Then in 1998, Russia defaulted on $40 billion in debt, which accelerated the exodus of money.  By one estimate, some $1.3 trillion in illicit capital has poured out of Russia in the last 25 years, including many tens of millions of dollars that flowed into Trump Tower, Trump World Tower, Trump SoHo, his other luxury developments and Atlantic City casinos, all of which were used as convenient pass-throughs for laundering illicit riches.
It is not an exaggeration to say that dirty Russian money saved Trump, if only barely.    
By the late 1990s, he owed $4 billion to more than 70 banks, with $800 million of it personally guaranteed.   "But fortunately for Trump, his own economic crisis coincided with one in Russia," writes Craig Unger in "Trump's Russian Laundromat," in the New Republic.  
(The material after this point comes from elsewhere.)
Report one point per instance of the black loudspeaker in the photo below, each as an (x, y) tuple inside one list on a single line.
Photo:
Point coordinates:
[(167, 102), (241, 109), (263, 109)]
Only traces of Trump's network can be found in his financial disclosure statements, and since his businesses are all privately held and he has refused to release his federal tax returns, his business relationships with Russians are not readily apparent.  
Now, as president and commander in chief, Trump makes policy decisions that have the potential to positively affect his 565 Trump Organization holdings in the U.S. and abroad.  
All of this begs a very big question.  
Trump's layering of lies upon lies in refusing to acknowledge his Russia ties and continued insistence that the Russia scandal is a "hoax"  is a reflection of the frightening fantasy world in which he dwells.  But it also may be a consequence of members of the network being able to leverage Trump's literal and figurative debts to them -- if not blackmail him outright. 
Former MI6 spy turned investigator Christopher Steele writes in his by now infamous dossier that the Russians have been "cultivating, supporting and assisting" Trump for years and have personal and financial kompromat on him.  (Steele also writes that Clinton was bugged and her phone calls intercepted when she visited Russia, but unlike Trump Putin's agents found "no embarrassing conduct.") 
"Without the Russian mafia," says Unger, "it is fair to say Donald Trump would not be president of the United States."  
Indeed.  And the list of people who have the goods on Trump surely includes the ruthless Putin.  This is because of his biggest Russia connection of all -- the cyber plot to sabotage Clinton and make him president.